Tant que j'y suis, autant présenter mon blog aussi. "C'est alors qu'une chaise vivante arriva", c'est une ombre dont le soleil est mon esprit fertile, c'est le reflet de ma personnalité et des méandres de ma personne, "c'est alors qu'une chaise vivante arriva", c'est des textes absolument relatifs à TOUT et à RIEN; c'est des notes sans le moindre intérêt, des notes curieuses et expérimentales, des notes profondes et denses (sans prétention aucune...), c'est des dessins, plein de portraits, parfois j'essaie de changer; c'est aussi des choses tout à fait inclassables, dans la catégorie "c'est alors qu'une chaise vivante arriva", où mes notes y mélangent dessin, photographie et textes de deux lignes seulement.

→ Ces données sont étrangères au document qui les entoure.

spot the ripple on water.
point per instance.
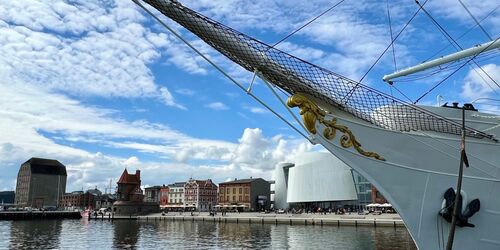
(81, 234)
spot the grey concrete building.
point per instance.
(252, 194)
(7, 197)
(40, 183)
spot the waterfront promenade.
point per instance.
(369, 220)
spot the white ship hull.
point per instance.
(418, 169)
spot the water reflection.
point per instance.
(36, 233)
(126, 234)
(80, 234)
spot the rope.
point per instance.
(306, 24)
(457, 47)
(475, 20)
(347, 97)
(463, 34)
(218, 68)
(452, 73)
(392, 38)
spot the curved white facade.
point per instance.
(315, 177)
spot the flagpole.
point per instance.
(451, 235)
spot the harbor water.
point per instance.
(127, 234)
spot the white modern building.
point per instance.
(315, 179)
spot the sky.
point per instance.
(100, 86)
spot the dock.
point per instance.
(256, 218)
(35, 215)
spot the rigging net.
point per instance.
(295, 75)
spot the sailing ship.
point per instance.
(410, 153)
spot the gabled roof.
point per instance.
(46, 166)
(127, 178)
(242, 181)
(177, 184)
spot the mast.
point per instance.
(445, 59)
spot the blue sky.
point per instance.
(100, 86)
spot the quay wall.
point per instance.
(35, 215)
(355, 221)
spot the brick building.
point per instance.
(164, 192)
(130, 200)
(152, 194)
(246, 194)
(176, 196)
(79, 199)
(40, 183)
(200, 194)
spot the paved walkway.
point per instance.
(274, 215)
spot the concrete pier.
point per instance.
(384, 220)
(34, 215)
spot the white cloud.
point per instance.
(257, 110)
(86, 48)
(133, 161)
(217, 106)
(453, 10)
(478, 85)
(168, 99)
(37, 123)
(187, 92)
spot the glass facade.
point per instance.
(363, 189)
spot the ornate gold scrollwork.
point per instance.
(311, 113)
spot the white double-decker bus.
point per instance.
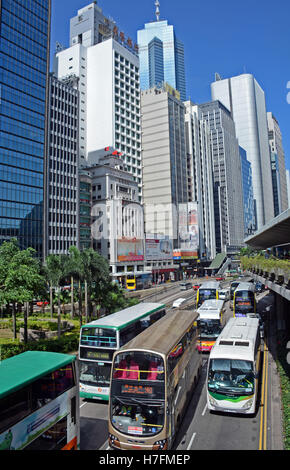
(234, 368)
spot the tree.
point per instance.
(56, 270)
(91, 270)
(20, 277)
(96, 277)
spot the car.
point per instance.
(261, 323)
(42, 303)
(185, 285)
(177, 303)
(196, 286)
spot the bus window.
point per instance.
(137, 406)
(101, 337)
(95, 372)
(235, 376)
(13, 408)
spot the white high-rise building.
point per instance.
(200, 177)
(227, 176)
(164, 161)
(245, 99)
(277, 151)
(108, 82)
(90, 26)
(288, 185)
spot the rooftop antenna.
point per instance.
(157, 4)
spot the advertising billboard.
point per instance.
(130, 249)
(188, 227)
(158, 249)
(183, 254)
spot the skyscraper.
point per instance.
(62, 202)
(227, 176)
(90, 26)
(248, 196)
(161, 56)
(245, 99)
(200, 177)
(109, 86)
(164, 161)
(277, 161)
(24, 44)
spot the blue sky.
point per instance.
(226, 36)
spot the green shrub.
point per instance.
(66, 344)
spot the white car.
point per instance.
(224, 294)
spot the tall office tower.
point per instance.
(24, 43)
(248, 195)
(109, 89)
(90, 26)
(245, 99)
(200, 177)
(161, 56)
(164, 161)
(62, 202)
(278, 161)
(288, 186)
(227, 176)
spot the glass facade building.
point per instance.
(227, 179)
(249, 202)
(161, 57)
(24, 44)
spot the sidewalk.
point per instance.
(275, 404)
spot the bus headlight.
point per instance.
(114, 441)
(212, 401)
(160, 445)
(248, 404)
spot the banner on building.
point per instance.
(158, 249)
(130, 249)
(188, 227)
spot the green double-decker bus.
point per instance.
(101, 338)
(39, 402)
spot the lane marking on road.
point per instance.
(191, 441)
(264, 398)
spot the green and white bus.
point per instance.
(101, 338)
(234, 368)
(39, 402)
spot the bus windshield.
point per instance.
(231, 376)
(209, 328)
(101, 337)
(234, 285)
(95, 373)
(244, 302)
(138, 394)
(206, 294)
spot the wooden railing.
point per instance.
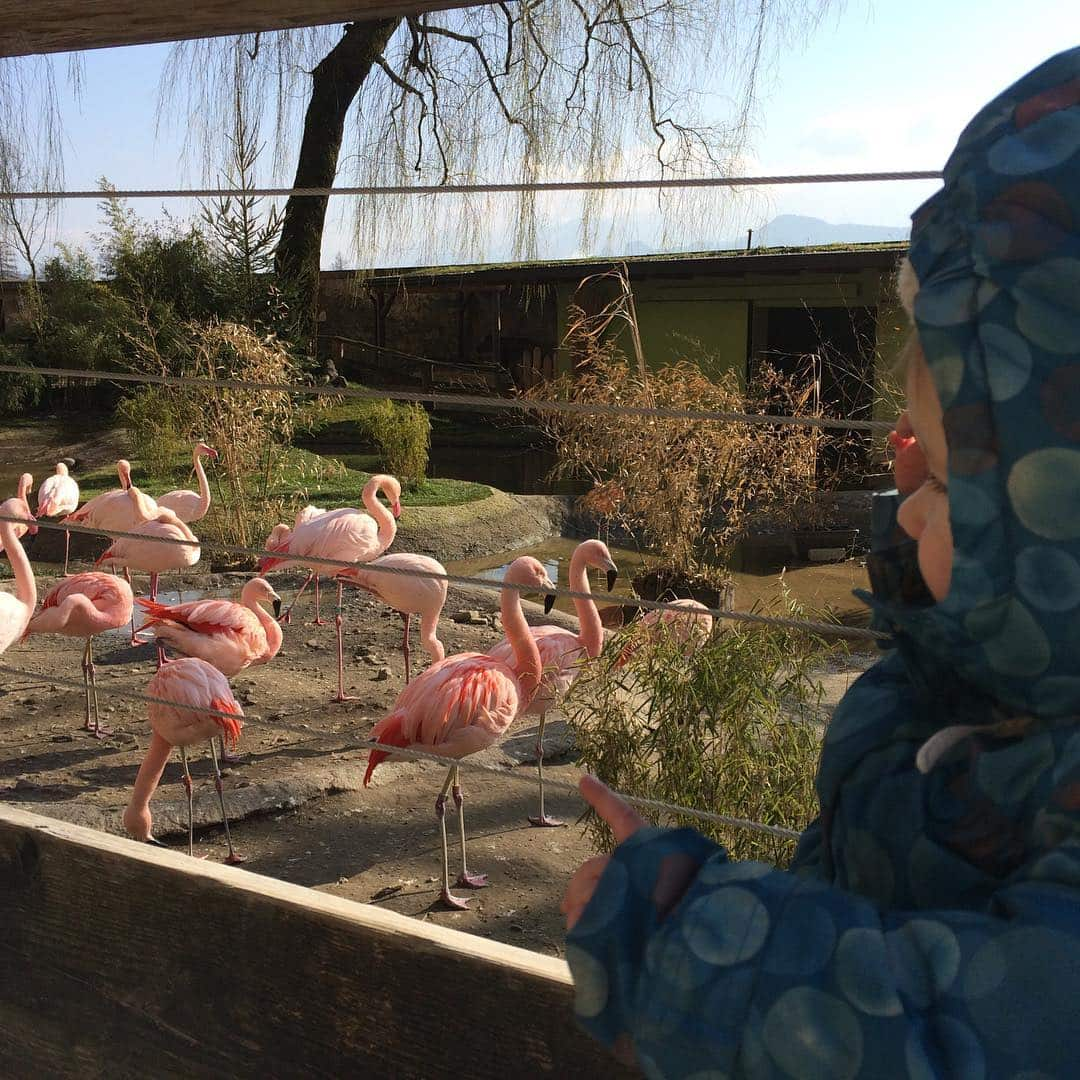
(119, 959)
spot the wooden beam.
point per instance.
(56, 26)
(121, 959)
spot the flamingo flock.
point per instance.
(458, 705)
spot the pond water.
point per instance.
(818, 588)
(517, 470)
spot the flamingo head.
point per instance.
(390, 486)
(258, 590)
(530, 572)
(597, 556)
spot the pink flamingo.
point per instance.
(191, 507)
(347, 535)
(230, 636)
(689, 626)
(463, 704)
(82, 606)
(15, 610)
(194, 686)
(58, 496)
(562, 651)
(118, 510)
(25, 483)
(407, 595)
(150, 555)
(279, 540)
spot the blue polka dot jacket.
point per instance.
(929, 925)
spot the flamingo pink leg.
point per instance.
(135, 638)
(466, 880)
(341, 696)
(287, 616)
(90, 679)
(457, 903)
(542, 821)
(188, 788)
(232, 858)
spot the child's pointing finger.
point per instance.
(621, 817)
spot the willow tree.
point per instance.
(515, 91)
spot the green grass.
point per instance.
(302, 472)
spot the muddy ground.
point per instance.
(301, 812)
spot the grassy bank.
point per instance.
(299, 474)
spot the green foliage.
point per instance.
(17, 392)
(400, 434)
(403, 434)
(730, 729)
(157, 429)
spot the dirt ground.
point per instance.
(301, 814)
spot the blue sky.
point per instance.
(878, 85)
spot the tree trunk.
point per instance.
(335, 83)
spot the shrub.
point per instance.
(17, 392)
(157, 429)
(402, 433)
(399, 433)
(730, 729)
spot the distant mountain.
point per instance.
(794, 230)
(788, 230)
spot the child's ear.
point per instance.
(907, 287)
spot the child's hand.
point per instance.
(624, 822)
(909, 466)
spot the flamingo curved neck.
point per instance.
(269, 624)
(25, 589)
(203, 485)
(385, 520)
(590, 629)
(526, 653)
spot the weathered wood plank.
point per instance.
(123, 960)
(54, 26)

Mon blog, c'est mon point de vue humain, mes réflexions à deux balles, mes vagabondages littéraires qui ne m'amènent nulle part, c'est ma merde et c'est aussi un moyen de diffuser mes travaux, c'est une cabane virtuelle où je peux toujours m'occuper, c'est un abri, c'est un refuge où s'accueille et se recueille mon cerveau fatigué ou hyperactif, selon les moments, c'est un espace de jeux bien à moi, et puis surtout, c'est un énorme bazar.